Here, in step 6, the CloudFormation stack created DynamoDB table for storing customer order information, Lambda function for handling request and response, APIs for creating order and paying bill and Cognito user pool for API authentication. In order to verify application functionality, we created a Cognito user to call the APIs and validated plain text (generated token) in CustomerOrderTable and encrypted credit card information in CreditCardTokenizerTable DynamoDB tables.

Step 7: Clean up and delete the resources

Delete the three CloudFormation stacks created (Steps 4, 5 and 6) and S3 bucket.

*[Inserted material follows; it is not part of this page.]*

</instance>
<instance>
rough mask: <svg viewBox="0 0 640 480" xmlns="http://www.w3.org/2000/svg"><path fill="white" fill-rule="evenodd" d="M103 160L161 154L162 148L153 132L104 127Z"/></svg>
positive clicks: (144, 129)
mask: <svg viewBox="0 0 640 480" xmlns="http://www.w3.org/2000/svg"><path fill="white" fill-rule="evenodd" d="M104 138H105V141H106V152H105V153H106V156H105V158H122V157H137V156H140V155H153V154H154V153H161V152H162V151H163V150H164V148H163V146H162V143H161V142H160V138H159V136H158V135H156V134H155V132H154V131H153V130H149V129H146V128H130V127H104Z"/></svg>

Replace the value of unique-s3-bucket-name with the name of the bucket created earlier in Step 2.

aws cloudformation delete-stack --stack-name app-stack

aws cloudformation delete-stack --stack-name tokenizer-stack

aws cloudformation delete-stack --stack-name kms-stack

aws s3 rb s3://<unique-s3-bucket-name> --force

Resources

See the AWS SAM developer guide for an introduction to SAM specification, the SAM CLI, and serverless application concepts.

Security

See CONTRIBUTING for more information.

License

This library is licensed under the MIT-0 License. See the LICENSE file.